Malgré les crises, les entreprises du CAC 40 continuent à créer de la valeur, accroissant en moyenne de 22% leur trésorerie d’exploitation entre 2006 et 2011. Un cash flow consacré en priorité au désendettement. En revanche, les investissements sont en chute de 25% sur la période. Ils «pourraient redémarrer, car les stocks sont très bas, mais pas en France», anticipe Bénédicte Hautefort, auteur de l’étude d’Euro RSCG.

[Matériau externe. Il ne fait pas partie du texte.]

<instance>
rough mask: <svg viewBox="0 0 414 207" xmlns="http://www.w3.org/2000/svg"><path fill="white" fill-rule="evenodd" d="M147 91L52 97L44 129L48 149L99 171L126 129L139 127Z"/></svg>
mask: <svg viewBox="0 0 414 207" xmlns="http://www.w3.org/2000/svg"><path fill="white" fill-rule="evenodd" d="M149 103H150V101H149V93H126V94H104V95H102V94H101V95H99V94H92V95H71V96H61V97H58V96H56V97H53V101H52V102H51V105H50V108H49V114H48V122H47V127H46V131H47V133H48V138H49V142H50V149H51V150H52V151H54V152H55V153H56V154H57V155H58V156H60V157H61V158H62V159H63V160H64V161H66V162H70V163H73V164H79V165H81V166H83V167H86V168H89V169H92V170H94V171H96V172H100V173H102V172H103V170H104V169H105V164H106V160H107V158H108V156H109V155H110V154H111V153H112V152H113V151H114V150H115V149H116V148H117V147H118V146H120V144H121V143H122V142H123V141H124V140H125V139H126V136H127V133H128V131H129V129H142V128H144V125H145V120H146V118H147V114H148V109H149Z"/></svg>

La part de l’actionnaire a progressé de 31% en cinq ans. Mais avec la chute de 30% du CAC 40, et malgré les dividendes et les rachats d’actions, l’actionnaire a perdu 18% de sa mise.
En revanche, la rémunération des dirigeants a crû de 34%, progressant plus rapidement que celle des salariés et que le cash dégagé par l’entreprise. Désormais, la moitié du CAC 40 prend en compte des critères extra-financiers pour déterminer la rémunération variable.
Si la masse salariale a progressé de 30% depuis 2006, les salaires par personne ont seulement crû de 13% en raison de la hausse des effectifs et des emplois précaires (CDD, temps partiels subis,…) qui représentent aujourd’hui plus d’un tiers des emplois du CAC 40.